Фрунзе пока присматривается к Фурманову. Ему симпатичен этот молодой человек с высоким белым лбом мыслителя и безгрешными, мягкими, горячими глазами. Такой врать не станет: не умеет. Весь на виду. Ни капельки лукавства.
Но за этим высоким и широким лбом — мешанина из большевизма и анархизма. Продолжает состоять в группе анархистов.

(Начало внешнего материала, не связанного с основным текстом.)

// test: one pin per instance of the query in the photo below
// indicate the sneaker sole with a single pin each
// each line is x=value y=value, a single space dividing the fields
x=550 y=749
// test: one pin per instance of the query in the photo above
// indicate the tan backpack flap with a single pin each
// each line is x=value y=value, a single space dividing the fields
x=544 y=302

Михаил Васильевич с плохо скрываемым раздражением говорит Самойлову:
— Вот был человек на войне. С самого начала. Братом милосердия. То есть видел все: и смерть, и кровь, и раны. И стихи недурные пишет. Газету «Русский Манчестер» прихлопнул. Молодец! И на фабриках пропадает целыми днями. Дельные вещи говорит: я слушал. Предан революции. Рабочие в нем души не чают. «Наш Митяй!» А Митяй — анархист, в комитете анархистов состоит. А в стихах: «И люди увидят великого бога на иглах терновых венца».
— Так это же метафора.
— Мы с тобой, Федор Никитич, каторгу и ссылку прошли и знаем, что метафоры разные бывают: слюнявые, поповские, как у символистов, и нашенские, бьющие по врагам революции. У Демьяна Бедного вон тоже метафоры. А как сказано: «Жена кормильца мужа ждет, прижав к груди малюток деток. Не жди, не жди, он не придет — удар предательский был меток!» Это о Ленском расстреле. Даже слеза прошибает. А тут: «Чертоги вселенской любви».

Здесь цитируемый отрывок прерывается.